Aerie encourages women to love and embrace their bodies. (Instagram)

In contrast, men are expected to be as hairy as possible. Chest and underarm hair are lauded as symbols of maturity and manhood. The resurgence of facial hair as a fashion trend in recent years has further emphasized that body hair is a symbol of masculinity. Men who shave their face regularly will spend on average $5,500 on shaving materials in their lifetime, according to Herzig.

Although it may be a taboo subject to talk about in public, there is no denying that body hair plays a significant role in our adult lives. As a result, everyone should feel free to do whatever they want with their hair. Let it grow, shave it, wax it: It’s all up to the individual to decide what feels the most comfortable for their bodies.

If you do decide to remove your body hair, please make sure you have the proper materials and are using a safe depilatory method. Wax that is too hot can burn some of the body’s most sensitive skin, and similarly, razors can cause nicks and cuts in sensitive areas, which may lead to painful ingrown hairs. It is best practice to research products and esthetician services.

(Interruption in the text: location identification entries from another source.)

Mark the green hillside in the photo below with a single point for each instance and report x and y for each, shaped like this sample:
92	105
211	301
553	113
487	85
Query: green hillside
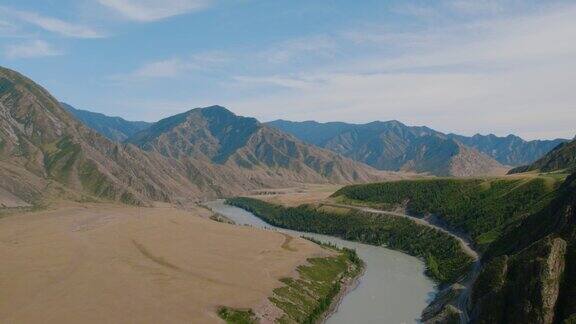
480	207
445	260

It is important to note that privilege plays a very important role in discussions about body and head hair. For example, African American women often face pressure to straighten their natural hair as natural hair has been constructed to mean messy, lazy and not stylized. White women would never face such scrutiny due to their race. Additionally, transgender people can have a complicated relationship with hair, as different hormone treatments can have varying effects on hair growth.   

Having more open and honest conversations about head and body hair along with the politics and social meanings surrounding their maintenance, removal and growth will advance the process of de-stigmatization.

The greatest takeaway to understand about this discussion about head and body hair is that everyone is going to have their own experiences and feelings with their body and head hair. Those experiences and feelings should be respected no matter what. No one should feel pressured to shave in the same way that no one should feel pressured to grow out their hair.

Students share opinions around campus 

“Does society pressure women to shave their body hair?”

Jared Theinert, a freshman communications
studies major. (Mia Ingui / Opinions Editor)

“Yes, there’s honestly no reason to shave except to appeal to others.”

Alison Kroepfl, a sophomore graphic design major. (Mia Ingui / Opinions Editor)

“No, if you really don’t want to, you don’t have to. Many people don’t conform.”